Oramûn se détendit. Il appuya son dos sur le dossier de sa chaise, regarda vers la terrasse qui donne sur le parc, devinant les deux visages tournés vers lui, celui d’Almira et d’Ols pour qui il sentait sa sympathie grandir :

— Nous resterons sept jours francs à Syr-Massoug, à partir de demain. Je souhaiterais parler aux enquêteurs avant qu’ils ne prennent leur mission. Est-ce possible ?

Ols se sentit soulagé :

— Alors nous irons ensemble rendre visite à mon père.

— Bien entendu ! Je comptais le voir avant mon départ et lui transmettre le salut amical de mon père.

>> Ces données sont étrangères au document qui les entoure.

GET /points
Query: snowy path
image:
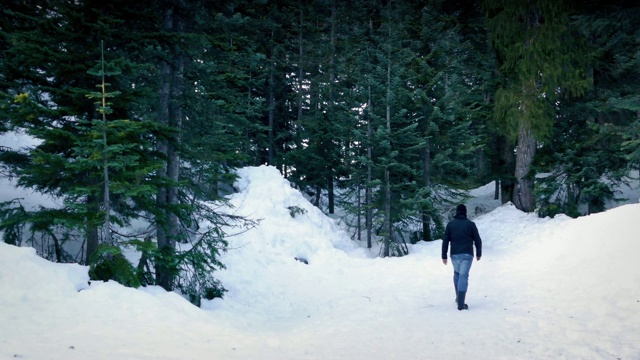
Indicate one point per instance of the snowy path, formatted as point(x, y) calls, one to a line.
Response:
point(544, 289)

Ils prirent congé pour aller dormir. Oramûn ne trouvait pas le sommeil, malgré la fatigue. Il pensait à Zaref. Il doit entrer dans le personnage de son ennemi. Zaref n’est pas un criminel comme les autres, se dit-il. Il n’est pas non plus un guerrier. C’est un politique et il est mon ennemi. Je dois penser comme lui. C’est une peine de devoir comprendre celui envers qui on aimerait laisser monter la haine. Comment la surmonter ? Oramûn est sage. Cela n’empêche pas la passion. Mais il devait la convertir en raison et, pour cela, entrer en empathie avec son ennemi mortel…

Puis, comme par l’effet d’une grâce, Oramûn se rappela le geste d’Ols pour saluer l’accord pris de différer le départ initialement prévu pour Sarel-Jad. Levant son verre, le fils d’Ygrem avait ainsi célébré le vin :

— Il provient de ton pays ; non pas de la Grande Île, mais des coteaux d’Is. C’est mon vin préféré.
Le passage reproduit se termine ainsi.